Promouvoir le respect et le consentement en ligne : Éclairage d’une nouvelle étude sur le sextage et la cyberintimidation

Au cours des dernières années, le Canada a grandement contribué à une étude sur la cyberintimidation et le sextage, et en particulier la façon de traiter ces questions en classe. L’étude a mené à un changement d’approche à l’égard de ces deux problématiques : l’accent est mis moins sur le risque et la punition, et plus sur la promotion du respect et du consentement.

En ce qui concerne la cyberintimidation, ce changement a eu divers effets : mise en œuvre de programmes à l’échelle de l’école qui font aussi participer les parents et la communauté; adoption de procédures claires et cohérentes de signalement de la cyberintimidation; et création d’ateliers de formation pédagogique et de matériel de lutte contre l’intimidation pour la salle de classe. L’intimidation en ligne en particulier nécessite qu’on aide les élèves à considérer l’Internet comme un espace moral, à éviter les « pièges à empathie » et à composer avec certains aspects de la communication en ligne, par exemple l’absence de signaux comme l’expression vocale ou faciale, qui peuvent nous empêcher de ressentir de l’empathie. Elle nécessite également qu’on leur donne des moyens d’agir de façon constructive quand ils sont témoins de cyberintimidation.

Le rôle des témoins dans les situations d’intimidation hors ligne est considéré comme crucial. Les témoins de cyberintimidation, quant à eux, se font souvent dire de se dresser contre elle. L’étude d’HabiloMédias montre cependant qu’ils ont souvent de bonnes raisons de ne pas parler publiquement. La moitié des jeunes que nous avons sondés craignent que le fait d’intervenir empire les choses pour la victime, et les deux tiers ont peur que cela fasse d’eux une cible. Pour donner des moyens d’agir aux témoins, nous avons créé des outils qui proposent aux élèves des jeux de rôle sur le sujet de la cyberintimidation (pour qu’ils sachent quoi faire le moment venu) et qui les orientent vers une trousse d’outils plus complète qui contient des idées d’intervention que les jeunes eux-mêmes considèrent efficaces, comme réconforter la victime en privé, publier du contenu positif à son sujet ou parler à un adulte de confiance.

Il est particulièrement important de donner aux jeunes un plus vaste choix de possibilités d’intervention quand ils sont témoins d’intimidation notamment pour prévenir le désengagement moral, c’est-à-dire le processus par lequel nous tentons parfois de nous convaincre qu’il est acceptable de faire quelque chose que nous savons inacceptable.

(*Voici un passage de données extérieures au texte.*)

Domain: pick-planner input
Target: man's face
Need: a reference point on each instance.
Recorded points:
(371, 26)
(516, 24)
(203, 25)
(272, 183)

Les quatre principales formes de désengagement moral sont les suivantes : justifier une action (« Ce n’est pas ce que tu penses »), nier le tort (« Ce n’est pas si grave »), rejeter la responsabilité (« Ce n’est pas mon problème ») et blâmer la victime (« C’est de sa faute »). Ces mécanismes sont étroitement liés au partage non consensuel de sextos. Notre étude a également révélé que les jeunes qui étaient en accord avec des énoncés comme « Lorsque les sextos d’une fille sont partagés, cela montre les risques aux autres filles » et « Personne ne devrait être surpris que des gars partagent des sextos » étaient cinq fois plus susceptibles d’avoir déjà partagé un sexto que les jeunes qui ne l’étaient pas.

Les jeunes — en particulier les garçons — qui croient aux stéréotypes de genre, par exemple que les hommes devraient s’intéresser davantage au sexe que les femmes ou que les femmes ne peuvent être vraiment heureuses sans conjoint, sont aussi beaucoup plus susceptibles de partager des sextos. Cela montre à quel point l’idée que nous nous faisons de la masculinité et de la féminité est façonnée par les médias et à quel point la littératie médiatique demeure donc pertinente.

Grâce à cette étude révolutionnaire, HabiloMédias a mis à la disposition des enseignantes et enseignants un cadre de littératie numérique qui offre aux classes de la maternelle à la 12e année un ensemble complet de plans de leçon et d’outils fondés sur sept aspects de la littératie numérique, dont l’éthique et l’empathie, la vie privée et la sécurité, et la mobilisation de la collectivité. Ces plans de leçon et outils aident le personnel enseignant à examiner ces questions en classe et sont liés aux attentes du programme d’études de chaque province et territoire. Pour les jeunes d’aujourd’hui, il n’y a pas de frontière entre le monde en ligne et le monde hors ligne. C’est à nous de les aider à comprendre que ce qui rend les relations saines et respectueuses vaut autant en ligne qu’hors ligne.

 

 


 

Matthew Johnson est le directeur de l’Éducation à HabiloMédias.